With Lm², simulator flying could actually become fun for the first time, and much less sweaty."
KELPkid From United States of America, joined Nov 2005, 6428 posts, RR: 3
Reply 2, posted (2 years 12 months 5 hours ago) and read 5352 times:
Quoting tdscanuck (Reply 1): If this is true, how on earth do any of the regulators allow you to take credit for sim time?
For a level I, they only allow so many hours to be applied towards instruction time for a certificate or rating. IIRC, only about 5 hours of sime time counted towards instruction time for the Instrument Airplane/Single Engine Land rating. Not sure about higher levels.
When I got my instrument ticket, I took a few sim hops (in a Frasca 142-which is FAA certified for instruction) on days when it was too miserable to fly. It was great for teaching procedures, but horrible at replicating actual stick time in IMC. No motion, of course, and only rudimentary graphics when you popped out at mins. The sound unit in it sounded like it was lifted form a 1980's vintage Pole Position arcade game Even that rudimentary sim costs money to run, the flight school billed something like $50/hour for sim time (granted, part of it was your flight instructor's pay...).
Celebrating the birth of KELPkidJR on August 5, 2009 :-)

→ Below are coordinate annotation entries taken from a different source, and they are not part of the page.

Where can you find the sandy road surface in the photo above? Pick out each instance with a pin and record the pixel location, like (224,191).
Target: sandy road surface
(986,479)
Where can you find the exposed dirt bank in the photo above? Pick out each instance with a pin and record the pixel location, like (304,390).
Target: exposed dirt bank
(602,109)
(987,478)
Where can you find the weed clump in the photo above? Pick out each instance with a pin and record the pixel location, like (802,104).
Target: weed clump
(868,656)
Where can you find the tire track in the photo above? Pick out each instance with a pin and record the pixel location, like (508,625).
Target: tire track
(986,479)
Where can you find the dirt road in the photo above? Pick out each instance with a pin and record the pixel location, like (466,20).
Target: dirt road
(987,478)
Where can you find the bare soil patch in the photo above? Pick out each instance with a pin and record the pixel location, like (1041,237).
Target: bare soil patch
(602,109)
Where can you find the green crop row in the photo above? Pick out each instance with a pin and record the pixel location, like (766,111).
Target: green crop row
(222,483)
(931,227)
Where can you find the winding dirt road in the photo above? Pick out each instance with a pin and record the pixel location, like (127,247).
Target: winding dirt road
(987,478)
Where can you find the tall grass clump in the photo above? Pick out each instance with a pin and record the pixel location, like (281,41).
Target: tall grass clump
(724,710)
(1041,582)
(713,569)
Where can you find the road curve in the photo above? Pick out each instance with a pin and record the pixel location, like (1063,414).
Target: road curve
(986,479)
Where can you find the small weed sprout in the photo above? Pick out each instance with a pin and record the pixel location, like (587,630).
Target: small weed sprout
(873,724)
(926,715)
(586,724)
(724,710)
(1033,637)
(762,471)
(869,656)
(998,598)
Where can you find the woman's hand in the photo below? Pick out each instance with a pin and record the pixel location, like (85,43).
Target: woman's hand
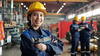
(41,46)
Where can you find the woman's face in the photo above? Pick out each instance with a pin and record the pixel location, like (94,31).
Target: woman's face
(37,18)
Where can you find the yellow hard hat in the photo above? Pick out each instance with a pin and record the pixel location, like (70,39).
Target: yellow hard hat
(37,6)
(76,18)
(83,18)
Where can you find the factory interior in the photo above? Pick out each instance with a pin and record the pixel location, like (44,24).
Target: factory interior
(60,15)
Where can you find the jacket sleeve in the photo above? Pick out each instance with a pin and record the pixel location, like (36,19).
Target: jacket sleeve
(55,47)
(89,28)
(26,46)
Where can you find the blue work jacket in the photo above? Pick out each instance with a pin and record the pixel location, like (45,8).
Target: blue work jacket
(85,33)
(74,31)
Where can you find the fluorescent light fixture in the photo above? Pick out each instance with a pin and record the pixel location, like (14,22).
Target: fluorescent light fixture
(71,16)
(22,4)
(64,3)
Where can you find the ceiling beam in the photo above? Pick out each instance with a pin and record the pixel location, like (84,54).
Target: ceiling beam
(51,0)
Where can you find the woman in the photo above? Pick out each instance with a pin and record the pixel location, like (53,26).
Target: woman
(36,41)
(74,29)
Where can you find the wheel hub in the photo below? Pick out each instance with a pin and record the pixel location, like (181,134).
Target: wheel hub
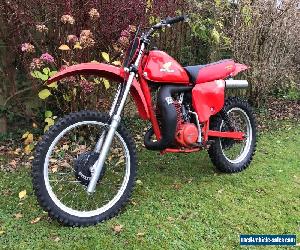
(83,165)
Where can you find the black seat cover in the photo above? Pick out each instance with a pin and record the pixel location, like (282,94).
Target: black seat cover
(193,71)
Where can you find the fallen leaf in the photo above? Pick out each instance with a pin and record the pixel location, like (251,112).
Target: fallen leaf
(22,194)
(118,228)
(18,216)
(36,220)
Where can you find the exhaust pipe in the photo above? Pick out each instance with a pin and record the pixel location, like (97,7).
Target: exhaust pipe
(236,84)
(168,118)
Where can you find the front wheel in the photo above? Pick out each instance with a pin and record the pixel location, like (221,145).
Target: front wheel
(62,169)
(229,155)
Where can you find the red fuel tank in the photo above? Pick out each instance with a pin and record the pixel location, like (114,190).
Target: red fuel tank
(162,68)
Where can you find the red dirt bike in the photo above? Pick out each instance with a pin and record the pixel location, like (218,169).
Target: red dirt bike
(85,166)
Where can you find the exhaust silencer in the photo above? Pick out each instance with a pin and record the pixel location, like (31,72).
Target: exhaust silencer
(236,84)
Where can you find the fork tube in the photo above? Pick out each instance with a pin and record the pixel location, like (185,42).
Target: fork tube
(113,127)
(112,109)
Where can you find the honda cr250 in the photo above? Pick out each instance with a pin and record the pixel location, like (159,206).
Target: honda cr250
(85,166)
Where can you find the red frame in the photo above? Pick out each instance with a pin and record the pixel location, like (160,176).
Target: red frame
(141,93)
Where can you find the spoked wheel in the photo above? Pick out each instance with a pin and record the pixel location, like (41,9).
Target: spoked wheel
(63,167)
(231,155)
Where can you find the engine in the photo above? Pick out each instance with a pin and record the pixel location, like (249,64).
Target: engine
(173,115)
(186,132)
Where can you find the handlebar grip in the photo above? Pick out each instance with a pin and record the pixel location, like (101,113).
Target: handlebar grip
(175,19)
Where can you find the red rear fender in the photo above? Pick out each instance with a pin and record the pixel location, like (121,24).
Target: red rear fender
(109,72)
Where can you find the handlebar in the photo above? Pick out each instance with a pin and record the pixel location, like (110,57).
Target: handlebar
(173,20)
(169,21)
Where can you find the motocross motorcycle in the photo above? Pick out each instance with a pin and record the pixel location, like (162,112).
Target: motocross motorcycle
(85,166)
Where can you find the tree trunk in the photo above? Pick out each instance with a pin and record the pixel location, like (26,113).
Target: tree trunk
(3,124)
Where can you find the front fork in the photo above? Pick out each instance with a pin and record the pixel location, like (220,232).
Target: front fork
(105,140)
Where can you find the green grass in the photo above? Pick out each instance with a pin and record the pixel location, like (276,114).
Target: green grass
(182,203)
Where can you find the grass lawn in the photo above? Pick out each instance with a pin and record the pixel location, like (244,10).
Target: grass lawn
(180,203)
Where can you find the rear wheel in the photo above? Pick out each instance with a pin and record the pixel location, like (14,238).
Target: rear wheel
(231,155)
(63,164)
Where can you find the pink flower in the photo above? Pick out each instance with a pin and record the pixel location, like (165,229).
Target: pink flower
(46,57)
(67,19)
(87,86)
(125,33)
(86,39)
(36,64)
(41,28)
(72,39)
(94,14)
(27,47)
(124,41)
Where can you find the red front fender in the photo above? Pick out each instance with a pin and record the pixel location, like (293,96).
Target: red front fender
(109,72)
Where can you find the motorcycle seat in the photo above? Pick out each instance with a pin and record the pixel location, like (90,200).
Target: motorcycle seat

atct From United States of America, joined Mar 2001, 2345 posts, RR: 38
Reply 3, posted (2 years 12 months 1 hour ago) and read 5261 times:
I flew a Redbird 2 days ago. Was it great for some IFR currency and refresher, you bet! It does not compare to being by yourself in a 206 flying to mins on a non precision hoping you make it out though. Whatever happened to learning to fly in a Champ or J3 then learning how to use instruments in something advanced...ohh well I guess im old school.
"The way to get started is to quit talking and begin doing." - Walt Disney
Arniepie From Belgium, joined Aug 2005, 1265 posts, RR: 1
Reply 5, posted (2 years 11 months 4 weeks 1 day 16 hours ago) and read 5137 times:
Quoting tdscanuck (Reply 4): I totally agree that the basic fixed-based birds are only good for procedure training (which is also the opinion of the OEMs and the regulators).

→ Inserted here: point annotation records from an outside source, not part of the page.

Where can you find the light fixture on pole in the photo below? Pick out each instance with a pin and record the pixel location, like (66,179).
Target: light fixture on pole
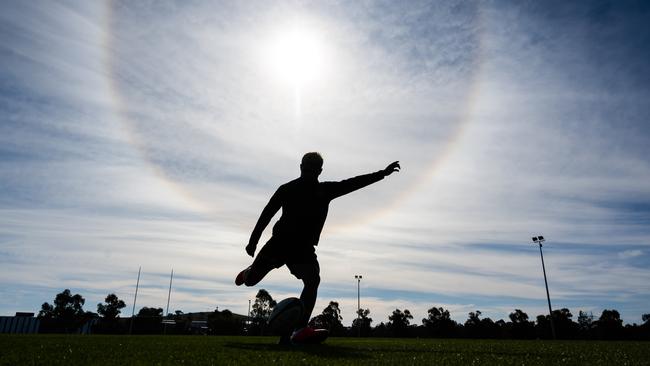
(539,240)
(358,278)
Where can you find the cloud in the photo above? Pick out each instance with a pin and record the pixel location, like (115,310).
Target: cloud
(148,136)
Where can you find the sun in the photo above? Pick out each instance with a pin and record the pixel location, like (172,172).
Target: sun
(296,56)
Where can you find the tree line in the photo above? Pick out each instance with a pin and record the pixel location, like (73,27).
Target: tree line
(66,314)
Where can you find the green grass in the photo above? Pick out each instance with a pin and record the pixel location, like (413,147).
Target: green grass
(204,350)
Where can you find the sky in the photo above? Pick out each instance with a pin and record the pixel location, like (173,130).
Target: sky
(152,134)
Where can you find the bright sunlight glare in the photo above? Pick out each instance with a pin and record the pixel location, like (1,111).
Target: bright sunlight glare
(296,56)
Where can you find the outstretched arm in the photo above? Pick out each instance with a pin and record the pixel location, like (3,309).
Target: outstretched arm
(350,185)
(265,217)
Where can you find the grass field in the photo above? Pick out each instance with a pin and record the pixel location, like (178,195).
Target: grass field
(204,350)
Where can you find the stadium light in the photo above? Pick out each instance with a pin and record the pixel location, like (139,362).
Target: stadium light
(539,240)
(358,278)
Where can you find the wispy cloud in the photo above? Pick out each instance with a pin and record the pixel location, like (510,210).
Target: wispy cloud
(148,135)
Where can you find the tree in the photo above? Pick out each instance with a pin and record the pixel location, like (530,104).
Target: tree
(147,312)
(480,328)
(564,325)
(261,310)
(47,311)
(225,323)
(585,323)
(438,323)
(520,326)
(263,306)
(66,306)
(609,325)
(399,322)
(65,315)
(362,321)
(329,319)
(112,308)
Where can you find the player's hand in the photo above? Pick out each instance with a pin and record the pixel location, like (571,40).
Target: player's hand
(392,168)
(250,249)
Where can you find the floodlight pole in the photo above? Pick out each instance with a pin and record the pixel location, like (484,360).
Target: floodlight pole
(137,284)
(539,240)
(358,277)
(169,294)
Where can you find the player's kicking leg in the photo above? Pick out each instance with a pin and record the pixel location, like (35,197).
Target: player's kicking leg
(267,259)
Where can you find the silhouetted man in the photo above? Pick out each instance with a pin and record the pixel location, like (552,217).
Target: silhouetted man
(304,202)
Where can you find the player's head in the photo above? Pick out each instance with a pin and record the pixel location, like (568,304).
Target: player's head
(311,165)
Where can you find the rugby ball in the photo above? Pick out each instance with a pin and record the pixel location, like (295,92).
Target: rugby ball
(286,315)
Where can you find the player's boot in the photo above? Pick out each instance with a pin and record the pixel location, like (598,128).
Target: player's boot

But the OP's article seems to be specifically targeting full motion Level D sims.
That's how understood it from the article, I'm not a pilot myself, therefor I assumed that this was something
new where before the realism of the simulation was limited by the algoritmes used in todays level D sims, this
new method is supposed to be much closer to reality.

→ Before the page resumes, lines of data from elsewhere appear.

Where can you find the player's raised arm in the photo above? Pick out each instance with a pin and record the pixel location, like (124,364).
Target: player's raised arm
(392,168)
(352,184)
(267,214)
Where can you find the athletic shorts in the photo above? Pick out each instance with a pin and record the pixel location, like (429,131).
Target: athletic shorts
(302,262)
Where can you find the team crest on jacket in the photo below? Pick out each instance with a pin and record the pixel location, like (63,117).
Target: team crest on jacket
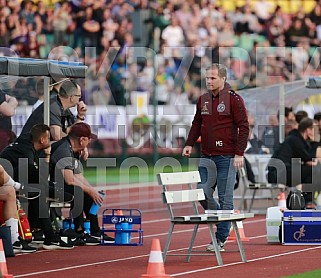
(205,108)
(221,107)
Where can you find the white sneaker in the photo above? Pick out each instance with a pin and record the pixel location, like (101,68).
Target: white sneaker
(210,247)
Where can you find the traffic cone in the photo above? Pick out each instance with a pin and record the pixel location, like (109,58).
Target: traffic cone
(3,264)
(282,200)
(155,267)
(232,235)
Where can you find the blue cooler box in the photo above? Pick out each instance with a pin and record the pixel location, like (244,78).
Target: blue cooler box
(301,227)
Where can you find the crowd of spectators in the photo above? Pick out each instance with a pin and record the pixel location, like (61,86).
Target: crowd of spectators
(187,35)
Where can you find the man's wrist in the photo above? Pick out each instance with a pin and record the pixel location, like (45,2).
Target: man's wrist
(81,118)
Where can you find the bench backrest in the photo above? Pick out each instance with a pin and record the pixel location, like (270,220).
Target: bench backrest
(190,195)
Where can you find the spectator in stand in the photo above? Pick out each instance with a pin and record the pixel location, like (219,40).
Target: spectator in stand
(60,22)
(293,161)
(8,105)
(254,145)
(40,93)
(173,34)
(300,115)
(317,121)
(9,211)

True or not , I don't know , that's why I asked if anyone had any hands on experience with this new sim since there are
a few pilots here that fly out of Hong Kong, also one big European and US company is starting with this sim.
I would guess BA and AA, 2 other OneWorld members???
When they say we are the first customer, we may very well be indeed, however I don't believe the new algorithms have been installed on our sims just yet (well Airbus anyway).
The article is correct in that the feeling isn't really accurate in the sim. Taxiing especially feels odd as the senses really don't line up with what's happening. Sims are a great procedure/handling trainer, if they can now improve the motion, I really do look forward to trying it out when they are updated...hopefully resulting in better flying in the sim
People. They make an airline. www.cathaypacific.com
sf260 From Belgium, joined Oct 2007, 139 posts, RR: 0
Reply 7, posted (2 years 11 months 2 weeks 6 days 9 hours ago) and read 4222 times:
I met one of the developers a couple of weeks ago. They are very confident in their product and some leading EU training centres have signed LOI's. He was also very proud to tell that the "Head Of Flight Training" (or whatever) of LH was very pleased with [the movements of] the simulator, and felt very real.
There are also some problems within the company but they should be taken care of very soon, he told me. As it is not about the product itself (it's more shareholder/board stuff), I won't discuss it in detail here.